20 June 2011

The draft Taxation Laws Amendment Bill, 2011

The draft Taxation Laws Amendment Bill, 2011 contains some interesting (and startling) proposals relating to debt.

Cancellation of debt

Currently, if a creditor cancels a debt, income tax or capital gains tax (CGT) consequences may arise for the debtor, and donations tax consequences for the creditor.

For instance: C sold stock to D on credit. D claimed the cost of the stock as a deduction for income tax purposes. C cancels the debt owing by D. D suffers an income tax recoupment ie D must pay income tax on the amount of the debt cancelled. C must also pay donations tax if he cancelled the debt gratuitously.

National Treasury says that the current income tax and donations consequences relating to the cancellation of debt are confusing.

It proposes that a person will, from 1 January 2012, include in "gross income" (as defined in section 1 of the Income Tax Act, 1962 (the Act)) any amount "by way of partial or full relief from any liability". The amount to be included is the face value of the liability. But if the liability is contingent, the amount included is the fair market value of the liability.

So, it appears that the cancellation of any liability will be subject to income tax in the hands of the debtor. In other words, the debtor will have to account for income tax irrespective of whether the liability arose as a result of say, a loan, or goods or services delivered on credit.

For purposes of donations tax, section 62 of the Act will be changed to provide that the value of property is "in the case of any reduction or discharge of any debt owed by a person to a creditor, the amount of that reduction or discharge". National Treasury says that this means that donations must be calculated on the face value of the debt reduced or discharged and not the fair market value of the debt.

In my view, the proposed changes don't remove confusion but instead simply create more uncertainty, based on the following factors:

  • Firstly, the term "relief from liability" does not tie into existing wording used in the Act.
  • Secondly, no concomitant changes are proposed to sections 8 and 20 of the Act (dealing with recoupments and the reduction of assessed losses when creditors grant concessions to debtors), or to paragraph 12(5) of the Eighth Schedule to the Act (dealing with CGT when debts are waived for inadequate consideration). Will these provisions be defunct?
  • Thirdly, as to donations tax, the proposed wording is wrong. A creditor may discharge a debt because it has been settled by the creditor. Surely the provision should state that the debt must be discharged for no, or inadequate consideration.

For now, taxpayers must be very careful if they are involved in any reduction or cancellation of a liability as a debtor or creditor.

Debts with no maturity dates

The rules for the calculation of interest on interest-bearing instruments are set out in section 24J of the Act. Simply put, the rules require that the incurral and accrual of interest in relation to interest-bearing instruments must be determined on the basis of "yield to maturity".

National Treasury says that taxpayers are distorting the rules by manipulating the maturity dates of those instruments.

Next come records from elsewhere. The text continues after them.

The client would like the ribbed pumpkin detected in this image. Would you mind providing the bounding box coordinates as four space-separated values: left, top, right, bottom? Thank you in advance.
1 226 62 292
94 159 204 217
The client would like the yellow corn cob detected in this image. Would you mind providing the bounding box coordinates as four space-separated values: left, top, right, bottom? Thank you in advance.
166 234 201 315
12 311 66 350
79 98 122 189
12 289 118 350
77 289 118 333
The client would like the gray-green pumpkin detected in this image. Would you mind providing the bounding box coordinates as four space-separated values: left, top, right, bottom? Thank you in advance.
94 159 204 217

It is proposed that the following anti-avoidance rules be introduced to cover instruments with uncertain or no maturity dates:

  • Instruments with no maturity dates ("perpetual debt"): From 1 April 2012, payments under these instruments will be deemed to be dividends in the hands of both the debtor and the creditor.

The creditor will no longer be able to qualify for a tax deduction in respect of interest paid on those instruments. And the creditor will have to pay secondary tax on companies (and withhold dividends tax when this is introduced). A new section 8G will be introduced into the Act to this end.

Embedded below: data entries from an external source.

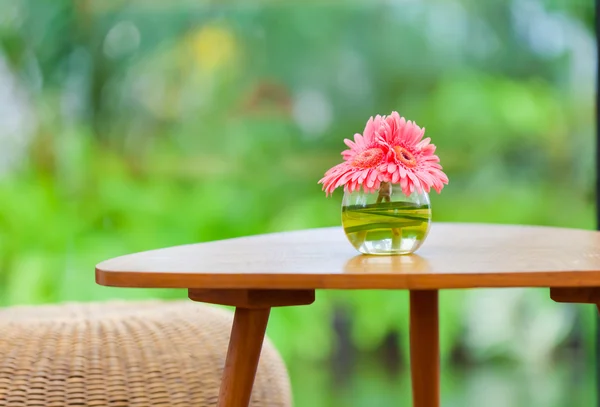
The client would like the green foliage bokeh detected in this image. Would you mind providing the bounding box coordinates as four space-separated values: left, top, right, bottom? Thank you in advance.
0 1 596 404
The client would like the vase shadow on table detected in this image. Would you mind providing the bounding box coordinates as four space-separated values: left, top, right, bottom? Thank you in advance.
343 253 431 274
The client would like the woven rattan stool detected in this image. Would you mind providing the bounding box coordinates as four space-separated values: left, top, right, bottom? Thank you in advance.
0 300 291 407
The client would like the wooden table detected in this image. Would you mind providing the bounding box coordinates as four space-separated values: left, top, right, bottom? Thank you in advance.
95 223 600 407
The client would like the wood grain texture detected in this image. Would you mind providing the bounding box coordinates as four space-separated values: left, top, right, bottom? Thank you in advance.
96 223 600 290
218 307 271 407
188 289 315 308
410 290 439 407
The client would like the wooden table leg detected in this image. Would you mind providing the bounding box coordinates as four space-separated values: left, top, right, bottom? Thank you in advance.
218 307 271 407
188 288 316 407
410 290 439 407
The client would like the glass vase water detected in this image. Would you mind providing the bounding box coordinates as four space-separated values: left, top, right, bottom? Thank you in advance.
341 182 431 255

  • Instruments with uncertain maturity dates: From 1 January 2012, the yield to maturity calculation for these debt instruments with reference to the likely dates of maturity. Section 24J of the Act will be amended to provide for this.
  • Instruments payable on demand: From 1 January 2012, the yield to maturity will simply be calculated as if the instrument will mature within one year. Again, section 24J of the Act will be amended to provide for this.

The proposals may have very important consequences for the property loan stock (PLS) sector. Simply put, a PLS company owns immovable properties that it lets to tenants. The company issues linked units (shares which are linked to interest-bearing debentures) to investors. The PLS company pays little or no income tax: it deducts the interest it pays to investors on the linked units against its rental income.

The terms of the PLS debentures vary. But if the debentures have no maturity date, they may be hit by the proposals above. In particular, if the debentures constitute "perpetual debt", the PLS company would not be able to deduct interest paid to investors for income tax purposes.

It is not apparent that the proposals are aimed at the PLS sector in particular.

The proposed amendments to the Act are confusing because the word "amount" is used loosely. For instance, in the case of "perpetual debt" not any amount paid under an interest-bearing instrument should constitute a dividend; it should only be amounts paid on account of interest (not capital).

Finally, it should be noted that the proposed amendments are aimed at interest-bearing instruments. Long-term, interest-free loans (eg between group companies) are not affected by the proposed rules.